Those are great Ronald thanks!!  I agree the Speed and Ease with the bolt looks like the one on my frame, but I was wondering if Zenith had their own decal , or if Snyder put on a decal of their own before they sent the bikes out to Marshal Wells? Was Speed and Ease a Rollfast or Hawthorne?

I think this (top left) is the decal Strings and Spokes has on his Zenith..


----------



## supper15fiets (Jan 16, 2010)

WEAKFISH said:


> Those are great Ronald thanks!!  I agree the Speed and Ease with the bolt looks like he one on my frame, but I was wondering if Zenith had their own decal , or if Snyder put a decal of their own before they sent the bikes out to Marshal Wells? Was Speed and Ease a Rollfast or Hawthorne?





I think that Rollfast used the "speed & ease" decal standard on some frames for a period, i saved a lot of pictures of Zepframes from the web, the most comment decal is the lightning bolt decal, also my frame had one on it, but the badge was Samsco,i am also grazy about this little decal, it will finish your bike....


----------



## axsepul (Nov 21, 2011)

I have seen two bikes around here with that style of frame but had an excelsior badge. Is that possible?


----------



## Old Man Wolf (Jun 19, 2013)

*Reviving A 2 Year Old Thread...*

Hey Guys,
I realize this is a 2 year old thread...
... but I'm in the same boat tring to find photos of a Marshall Wells Zenith!
(Just I'm looking for '37-'38 instead of '36!)

When in need - leave no stone unturned right???

WeakFish - Did you ever find any photos of a '36 (ish) Marshall Wells Zenith WITH a tank???

Talk Soon!
Blessings!
Will & Wendy,


----------



## Barto (Jan 24, 2018)

This is a great thread and well deserves to be re-posted.  If you like Pre War Snyder built Fastback frames, this is the thread for you.  These frames are so cool I would put one on my shop wall as Art   Great information about Snyder framed Zep's.   I've read several posts referring to the pre war Snyder built frames as "Zeps"...I knew it was incorrect but I never knew the difference between a Zep frame and a common Snyder built frame.  From what I read in this tread, the locking fork and lock was the common link..no locking fork, no Zep - someone, please correct me if I'm wrong.   I think the frame mounted lock was manufactured by Wise ...if someone was looking, I bet with a bit of patience, a fork and lock will evetually turn up.

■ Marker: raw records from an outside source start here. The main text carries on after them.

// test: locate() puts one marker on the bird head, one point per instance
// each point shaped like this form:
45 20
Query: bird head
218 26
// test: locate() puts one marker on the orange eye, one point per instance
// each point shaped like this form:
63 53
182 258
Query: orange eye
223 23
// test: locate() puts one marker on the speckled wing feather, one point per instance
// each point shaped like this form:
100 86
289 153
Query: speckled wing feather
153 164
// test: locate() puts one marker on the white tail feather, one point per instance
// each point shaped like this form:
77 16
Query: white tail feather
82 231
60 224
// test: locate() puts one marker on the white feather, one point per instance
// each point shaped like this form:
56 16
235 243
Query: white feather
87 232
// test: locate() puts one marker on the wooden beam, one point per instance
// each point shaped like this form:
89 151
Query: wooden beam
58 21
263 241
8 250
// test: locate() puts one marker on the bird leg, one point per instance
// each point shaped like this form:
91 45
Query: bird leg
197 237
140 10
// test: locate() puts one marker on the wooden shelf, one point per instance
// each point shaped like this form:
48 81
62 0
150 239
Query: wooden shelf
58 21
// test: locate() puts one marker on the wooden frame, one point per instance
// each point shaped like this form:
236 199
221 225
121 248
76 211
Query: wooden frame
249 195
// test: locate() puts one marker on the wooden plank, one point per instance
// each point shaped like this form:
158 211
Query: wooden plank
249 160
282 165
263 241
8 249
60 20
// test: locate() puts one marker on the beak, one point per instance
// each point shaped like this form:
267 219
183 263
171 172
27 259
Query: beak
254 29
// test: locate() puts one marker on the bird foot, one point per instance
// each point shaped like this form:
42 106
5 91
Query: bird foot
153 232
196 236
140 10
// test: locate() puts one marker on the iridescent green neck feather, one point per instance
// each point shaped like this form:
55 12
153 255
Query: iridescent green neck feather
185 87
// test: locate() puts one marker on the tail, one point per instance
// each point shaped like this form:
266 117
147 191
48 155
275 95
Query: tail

I would love to see some photos if anyone had good close photos of just the lock and just the locking fork...

Anyone know what kind of variations in chain guards, rear carriers, front ends, decals and tanks the Pre War Snyder Frames offered?

Thx,
Bart


----------



## Freqman1 (Jan 24, 2018)

The frame that is the subject of this thread was an internal fork lock like this


 

The later Zeps did use the Wise frame lock like this (pictured on a '38 RMS)


----------



## Barto (Jan 24, 2018)

Freqman1 said:


> The frame that is the subject of this thread was an internal fork lock like this
> View attachment 743108
> 
> The later Zeps did use the Wise frame lock like this (pictured on a '38 RMS)
> View attachment 743116



Thanks Freqman, super photo, great detail. I've seen the internal locks in different variations, however I'm more keen to the external type (your 2nd photo)...even looks more mechanical....very cool!


----------



## Barto (Jan 24, 2018)

Freqman1 said:


> The frame that is the subject of this thread was an internal fork lock like this
> View attachment 743108
> 
> The later Zeps did use the Wise frame lock like this (pictured on a '38 RMS)
> View attachment 743116



So, Freqman, you have quite the collection of pretty cool rides and seem to be fairy knowledgable about details - do you have a Pre war Snyder built Zep and do you agree that the one common denominator is the lock that makes it a Zep?  I don't have any real background and simply made the assumption based on what I read in the thread.

Bart


----------



## Freqman1 (Jan 24, 2018)

Barto said:


> So, Freqman, you have quite the collection of pretty cool rides and seem to be fairy knowledgable about details - do you have a Pre war Snyder built Zep and do you agree that the one common denominator is the lock that makes it a Zep?  I don't have any real background and simply made the assumption based on what I read in the thread.
> 
> Bart



Thanks yes I do have a '37 Zep--I went downstairs to take those pics. Here is my '37 and yes the lock is the common denominator--no lock, no Zep! V/r Shawn


----------



## Barto (Jan 24, 2018)

Freqman1 said:


> Thanks yes I do have a '37 Zep--I went downstairs to take those pics. Here is my '37 and yes the lock is the common denominator--no lock, no Zep! V/r Shawn
> 
> View attachment 743152 View attachment 743153



Very Nice, yes, I forgot about the elusive/expensive speedo and headlight! This is a super bike...I have the same guard and tank for mine and will be looking for a carrier soon.  Thanks for sharing...one of my dream bikes for sure!


----------